With a rare gift for caricature, Lorraine takes on roles ranging from the 8-year-old Hunter to the 80-year-old Barney Josephson, the club owner who coaxes Hunter out of retirement and into a second recording career.

Whether male, female, young, old, black or white, Lorraine is extraordinary as she morphs with astonishing ease between characters.

But it’s when she channels the great Louis Armstrong for a rousing duet with Jackson on “When the Saints Go Marching In” that Lorraine stops the show and leaves the audience in awe.

Backing up the multitalented actresses is an electrifying four-piece ensemble led by Helen Hayes Award winner William Knowles on piano, Tony Addison on drums, Yusef Chisholm on bass and David Cole on guitar.

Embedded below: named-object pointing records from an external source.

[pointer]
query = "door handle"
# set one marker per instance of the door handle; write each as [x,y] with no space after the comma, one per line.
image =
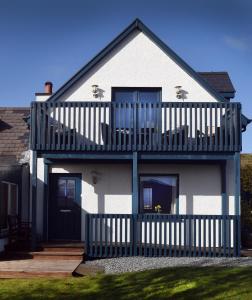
[65,210]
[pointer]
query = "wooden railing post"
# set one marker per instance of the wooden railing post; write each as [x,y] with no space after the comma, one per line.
[87,246]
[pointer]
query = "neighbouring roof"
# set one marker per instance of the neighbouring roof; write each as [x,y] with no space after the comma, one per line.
[220,81]
[14,134]
[137,25]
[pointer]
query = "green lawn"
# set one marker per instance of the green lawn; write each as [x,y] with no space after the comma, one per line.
[174,283]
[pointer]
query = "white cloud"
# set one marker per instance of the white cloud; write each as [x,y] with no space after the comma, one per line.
[236,43]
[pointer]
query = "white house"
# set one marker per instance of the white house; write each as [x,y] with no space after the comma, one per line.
[138,154]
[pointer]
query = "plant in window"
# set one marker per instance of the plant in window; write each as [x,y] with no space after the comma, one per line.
[158,208]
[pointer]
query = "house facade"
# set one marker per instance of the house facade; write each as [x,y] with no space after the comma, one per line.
[14,168]
[138,154]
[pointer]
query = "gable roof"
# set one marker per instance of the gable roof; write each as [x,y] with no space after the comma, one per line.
[220,81]
[136,25]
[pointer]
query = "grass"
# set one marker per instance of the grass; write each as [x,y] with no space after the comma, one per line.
[173,283]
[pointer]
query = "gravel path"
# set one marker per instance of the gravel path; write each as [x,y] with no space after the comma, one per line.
[131,264]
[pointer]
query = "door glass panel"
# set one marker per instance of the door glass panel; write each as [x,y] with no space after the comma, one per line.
[123,118]
[148,96]
[158,191]
[13,200]
[3,205]
[65,193]
[147,198]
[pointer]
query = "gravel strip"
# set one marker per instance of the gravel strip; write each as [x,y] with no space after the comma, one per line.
[133,264]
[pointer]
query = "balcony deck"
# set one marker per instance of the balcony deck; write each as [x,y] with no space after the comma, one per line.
[126,127]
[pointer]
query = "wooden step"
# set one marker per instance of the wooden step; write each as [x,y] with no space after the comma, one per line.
[72,255]
[43,255]
[62,247]
[30,268]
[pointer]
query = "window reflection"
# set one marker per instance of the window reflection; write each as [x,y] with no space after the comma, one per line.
[158,190]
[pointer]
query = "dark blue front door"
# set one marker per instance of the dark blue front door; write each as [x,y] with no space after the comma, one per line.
[64,209]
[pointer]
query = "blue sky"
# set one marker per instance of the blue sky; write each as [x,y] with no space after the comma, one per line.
[51,40]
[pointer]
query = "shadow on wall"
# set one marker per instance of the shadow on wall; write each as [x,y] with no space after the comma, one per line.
[109,181]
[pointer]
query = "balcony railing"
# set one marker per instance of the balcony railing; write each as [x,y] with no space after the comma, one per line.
[109,126]
[110,235]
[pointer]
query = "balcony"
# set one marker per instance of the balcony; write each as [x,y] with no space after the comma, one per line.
[109,126]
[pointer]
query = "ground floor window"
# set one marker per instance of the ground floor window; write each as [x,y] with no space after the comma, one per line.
[8,202]
[158,193]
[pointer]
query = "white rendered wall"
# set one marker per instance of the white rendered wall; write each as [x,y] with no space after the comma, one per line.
[199,187]
[137,62]
[111,194]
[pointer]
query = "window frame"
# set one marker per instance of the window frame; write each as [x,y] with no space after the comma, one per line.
[176,175]
[10,184]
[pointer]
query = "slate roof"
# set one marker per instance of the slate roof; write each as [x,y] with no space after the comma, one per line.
[220,81]
[14,134]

Danny Holgate, longtime conductor and arranger for Cab Calloway, scores the musical arrangements that provide the authentic blues club atmosphere.

Putting the finishing touches on the crowd pleasing production are two-time Emmy winner Marilyn A. Wall with her costumes, and Dale. F. Jordan, whose set and lighting design effortlessly transforms the intimate theater into a multitude of cities and eras.

Due to a previous commitment, there will be a casting change on February 7, when Jackson will be replaced by Toronto’s Jackie Richardson.

Richardson broke box office records and received the Dora Mavor Award (Canada’s Tony) for her portrayal of Hunter and recently received Canadian Equity’s prestigious Lifetime Achievement Award.

With this production of Cookin, Artistic Director Carolyn Griffin has reached a new level of success in bringing such a gifted and talented cast and crew to the Alexandria stage.

Cookin’ at the Cookery is a musical tribute to an extraordinary woman who not only survived but triumphed over the Jim Crow era. It is a story that transcends races and generations, and without a doubt should be on everyone’s “must see” list.